I have to keep my eyes closed in order to get the words out. And even then, I barely do because I don’t have the guts.

After counting to ten in my head, I still feel his breath fanning my face. I’m guessing that puts his nose about an inch or two from mine. And for some reason, that’s what it takes to conjure what little courage I possess against my husband and mutter, eyes still sealed closed, “Unless, of course, there’s reason I should start?” I ask.

My face jerks to the side when he tries to shove it backwards as he stands and once he’s reached his full height, I open my eyes and glance at him, watching as he strides to the roaring fireplace and tosses the piece of paper inside and another little piece of me dies deep down.

But it doesn’t hurt as near as badly as it does when he says his next words. “It was just a reminder not to misconstrue the difference between business and fucking.” As he stalks from the fireplace to the door exiting the library he finishes, “At the time I received it, I had full intentions of following that advice, but it seems I’ve not. Hence my being fucked from every goddamn angle.”

Once I hear the front door slam, I count to four and hear his car roar to life.

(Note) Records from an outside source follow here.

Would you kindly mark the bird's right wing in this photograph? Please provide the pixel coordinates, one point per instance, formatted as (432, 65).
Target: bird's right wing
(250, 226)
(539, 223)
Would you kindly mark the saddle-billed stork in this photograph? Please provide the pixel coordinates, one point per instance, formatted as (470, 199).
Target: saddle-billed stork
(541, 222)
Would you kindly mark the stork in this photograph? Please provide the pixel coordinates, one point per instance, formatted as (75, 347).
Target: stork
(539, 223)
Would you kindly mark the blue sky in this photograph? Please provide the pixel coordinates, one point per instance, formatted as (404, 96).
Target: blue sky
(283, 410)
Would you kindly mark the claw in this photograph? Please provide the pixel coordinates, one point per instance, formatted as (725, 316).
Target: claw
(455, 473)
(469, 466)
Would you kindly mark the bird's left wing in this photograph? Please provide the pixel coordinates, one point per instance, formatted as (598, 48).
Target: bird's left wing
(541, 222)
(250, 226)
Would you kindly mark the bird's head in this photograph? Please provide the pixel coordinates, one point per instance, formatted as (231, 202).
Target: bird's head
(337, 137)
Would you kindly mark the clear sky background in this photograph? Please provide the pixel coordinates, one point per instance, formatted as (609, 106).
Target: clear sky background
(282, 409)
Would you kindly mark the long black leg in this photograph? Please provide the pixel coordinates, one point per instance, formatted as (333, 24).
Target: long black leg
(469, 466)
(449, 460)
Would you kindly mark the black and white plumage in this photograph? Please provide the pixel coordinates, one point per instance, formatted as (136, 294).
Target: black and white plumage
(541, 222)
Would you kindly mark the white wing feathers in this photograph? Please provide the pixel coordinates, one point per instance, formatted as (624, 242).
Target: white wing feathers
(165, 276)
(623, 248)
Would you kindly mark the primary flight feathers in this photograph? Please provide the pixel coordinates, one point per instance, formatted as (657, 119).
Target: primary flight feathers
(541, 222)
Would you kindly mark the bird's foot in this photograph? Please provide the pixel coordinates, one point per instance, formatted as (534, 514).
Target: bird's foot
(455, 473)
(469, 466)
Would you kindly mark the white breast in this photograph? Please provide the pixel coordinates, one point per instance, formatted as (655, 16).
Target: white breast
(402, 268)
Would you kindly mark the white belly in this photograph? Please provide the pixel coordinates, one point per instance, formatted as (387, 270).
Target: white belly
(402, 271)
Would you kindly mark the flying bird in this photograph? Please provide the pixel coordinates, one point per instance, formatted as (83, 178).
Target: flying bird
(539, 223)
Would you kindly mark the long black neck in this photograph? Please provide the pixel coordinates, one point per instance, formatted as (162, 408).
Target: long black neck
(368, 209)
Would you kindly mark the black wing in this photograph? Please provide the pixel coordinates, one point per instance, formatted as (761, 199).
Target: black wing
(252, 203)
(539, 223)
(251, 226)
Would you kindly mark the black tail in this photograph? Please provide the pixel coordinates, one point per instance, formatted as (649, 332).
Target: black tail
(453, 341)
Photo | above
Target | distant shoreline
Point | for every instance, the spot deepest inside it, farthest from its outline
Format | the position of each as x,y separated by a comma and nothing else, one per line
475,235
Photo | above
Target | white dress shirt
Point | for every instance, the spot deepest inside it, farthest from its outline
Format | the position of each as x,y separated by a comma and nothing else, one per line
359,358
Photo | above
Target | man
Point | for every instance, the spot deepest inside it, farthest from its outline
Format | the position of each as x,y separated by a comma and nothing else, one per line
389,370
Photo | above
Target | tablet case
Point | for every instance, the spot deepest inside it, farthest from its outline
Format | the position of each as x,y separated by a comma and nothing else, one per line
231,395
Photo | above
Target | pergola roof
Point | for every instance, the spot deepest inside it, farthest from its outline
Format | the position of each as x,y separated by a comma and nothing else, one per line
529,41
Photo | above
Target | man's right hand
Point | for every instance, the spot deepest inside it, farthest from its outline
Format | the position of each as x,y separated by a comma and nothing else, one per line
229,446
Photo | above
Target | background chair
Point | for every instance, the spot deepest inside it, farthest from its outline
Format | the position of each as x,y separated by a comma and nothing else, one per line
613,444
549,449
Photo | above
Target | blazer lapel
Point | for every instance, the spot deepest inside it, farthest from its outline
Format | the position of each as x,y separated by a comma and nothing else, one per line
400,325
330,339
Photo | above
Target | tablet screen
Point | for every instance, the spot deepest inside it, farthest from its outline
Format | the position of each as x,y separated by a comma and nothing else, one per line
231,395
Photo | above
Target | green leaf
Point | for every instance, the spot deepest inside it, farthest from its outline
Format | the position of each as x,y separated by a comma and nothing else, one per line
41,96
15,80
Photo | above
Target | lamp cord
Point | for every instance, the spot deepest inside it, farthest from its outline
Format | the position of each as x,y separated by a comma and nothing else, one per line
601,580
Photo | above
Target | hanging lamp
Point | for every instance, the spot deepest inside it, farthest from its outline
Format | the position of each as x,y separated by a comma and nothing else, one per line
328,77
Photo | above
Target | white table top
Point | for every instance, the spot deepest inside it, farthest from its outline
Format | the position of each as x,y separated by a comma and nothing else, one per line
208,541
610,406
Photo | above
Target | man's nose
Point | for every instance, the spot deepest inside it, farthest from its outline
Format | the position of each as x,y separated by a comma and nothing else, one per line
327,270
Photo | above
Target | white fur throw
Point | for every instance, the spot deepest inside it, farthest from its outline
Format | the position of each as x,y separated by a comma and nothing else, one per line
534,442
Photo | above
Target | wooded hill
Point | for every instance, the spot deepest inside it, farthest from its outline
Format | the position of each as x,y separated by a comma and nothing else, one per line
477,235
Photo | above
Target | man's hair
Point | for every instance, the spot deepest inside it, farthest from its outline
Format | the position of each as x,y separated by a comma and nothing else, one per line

And for the life of me and my sanity, my mind scrambles to remember what the girly handwriting scrawled across that damn yellow legal scratch piece of paper said…

Something about fuck dolls and business. Something about a 44
th
floor? But it was just signed,
“—S.”.

Who the fuck is S?

Summer Jackson.

I’m barely through the estate gates, and I’ve pressed the button on my steering wheel for voice activate. “Call Travis Jackson.”

My cell is blowing up, thanks to Summer. Hell, but that started before I even walked in the house.

And what,
what
has gotten into Lexy?

I believe it’s time I put a call into Gigi. As much as I detest that woman and her presence, I think little miss Lexy needs a wakeup call more. I’m not sure why Lexy’s mother has always had that effect on her. But she does, and I use it. Fully to my advantage—it’s my ace up my sleeve.

When I hear Travis’ voicemail pick up, I curse, “Shit.”

I generally try to avoid using profanities, it sounds ignorant. Unpolished.

But in case you haven’t noticed, my entire
life
is threatening to
tarnish
, and I won’t have that.

Before I’m able to press the button again and call him at the office, I’m notified of his incoming call and answer, “This is Dean.”

“Hey, man. I’m just heading out, what’s up?”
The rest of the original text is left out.